“Global Food, Locally” is a series designed to introduce you to the International and Area Studies Library’s new graduate assistants as well local dining options for food from around the world. In our fourth installment, Quetzalli reviews Maize Mexican restaurant, a Champaign-Urbana favorite.
Welcome to the next installment of Global Food, Locally! After having a taste of Korean food, I decided that I wanted to go someplace close to home. No, I didn’t go all the way to Bloomington, Illinois for a home cooked meal. Instead, I decided to check out the famous Maize Mexican restaurant on the corner of Green and First.
Whenever I would inquire about good Mexican restaurants, Maize was always the top mention. I finally gave in and decided to check out the place. Maize is a very small restaurant with barely enough elbowroom, but since I had gone early in the day, there were plenty of seats open. The items available on the menu ranged from chips and tacos to carne asada.

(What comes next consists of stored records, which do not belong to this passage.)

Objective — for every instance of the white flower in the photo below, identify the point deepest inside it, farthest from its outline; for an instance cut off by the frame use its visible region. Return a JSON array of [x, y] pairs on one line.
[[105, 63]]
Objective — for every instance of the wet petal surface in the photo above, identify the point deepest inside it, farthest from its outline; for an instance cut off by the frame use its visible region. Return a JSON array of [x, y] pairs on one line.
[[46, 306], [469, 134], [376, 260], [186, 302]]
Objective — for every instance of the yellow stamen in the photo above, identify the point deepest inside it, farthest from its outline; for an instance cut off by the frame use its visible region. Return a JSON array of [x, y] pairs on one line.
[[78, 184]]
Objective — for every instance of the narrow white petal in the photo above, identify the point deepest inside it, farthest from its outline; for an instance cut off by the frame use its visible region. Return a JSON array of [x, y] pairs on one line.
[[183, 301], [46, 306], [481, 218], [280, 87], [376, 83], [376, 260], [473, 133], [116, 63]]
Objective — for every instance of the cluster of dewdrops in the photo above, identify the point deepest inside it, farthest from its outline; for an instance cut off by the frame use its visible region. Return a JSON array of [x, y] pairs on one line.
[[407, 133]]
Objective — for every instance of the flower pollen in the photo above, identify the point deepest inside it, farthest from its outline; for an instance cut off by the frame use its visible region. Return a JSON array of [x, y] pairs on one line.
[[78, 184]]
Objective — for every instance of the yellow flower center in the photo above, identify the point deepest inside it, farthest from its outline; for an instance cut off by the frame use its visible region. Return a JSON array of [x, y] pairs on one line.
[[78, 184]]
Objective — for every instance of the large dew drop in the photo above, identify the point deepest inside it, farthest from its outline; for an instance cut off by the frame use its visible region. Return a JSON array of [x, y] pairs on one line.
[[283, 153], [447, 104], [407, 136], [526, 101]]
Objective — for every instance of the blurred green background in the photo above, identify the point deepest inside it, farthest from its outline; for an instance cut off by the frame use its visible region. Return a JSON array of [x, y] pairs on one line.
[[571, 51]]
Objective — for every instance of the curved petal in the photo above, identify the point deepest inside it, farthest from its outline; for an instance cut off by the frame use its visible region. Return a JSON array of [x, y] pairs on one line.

I didn’t want to get the plain and simple carne asada tacos; I wanted to feel at home, so I ordered a dish of flautas. For those who are not familiar with flautas, they are a corn tortilla with filling inside, wrapped up and fried. I had mine with chicken and potatoes served with sour cream, lettuce, cheese and a side of Pico de Gallo and guacamole.
After I ordered, I sat down at a table near the window and was immediately brought some chips and salsa. The chips were crunchy and the salsa was spicy (as it should be). I only waited about seven minutes for my order and as the order was placed in front of me, my eyes widened, I smiled, and I immediately picked up a flauta and ate it.
I am not sure if I was really hungry or if I was so excited to have some authentic Mexican food, but I cleaned my plate. Since I am definitely planning on coming back, I looked through the menu again in order to plan my next meal at Maize. This time around, I noticed short section about the history of maize (the food, not the restaurant) on the back of the menu.
Thinking about it, I don’t know much about maize. My knowledge is limited and I decided that I wanted to know more about it. I visited the International and Area Studies Library page to see what I could learn about the subject. On the IAS homepage, there is a section titled, “Area Collections and Services.” I clicked on the section for Latin American and Caribbean Studies and it took me to a guide that lists a lot of available resources.
I knew I wanted an online resources, so I went to the “Online Resources for LA&C Studies” page. I checked out the Latin American Open Archives Portal and searched for “Maize and the Maya.” A list of results came up with some interesting findings, including “The Book of Corn” and one that especially caught my interest: “International Corn Recipes.” As a poor graduate student, I can use a variety of recipes centered around one staple food. It’s easy to forget that the Library has a variety of resources, such as cookbooks, that can come in handy for non-academic pursuits.
I would give my visit and meal to Maize a 10/10. I needed food that reminded me of home and I was able to get it there. The atmosphere and the food were amazing. If you’re ever in the area, I would definitely recommend going to Maize. I know that I’ll definitely be going back.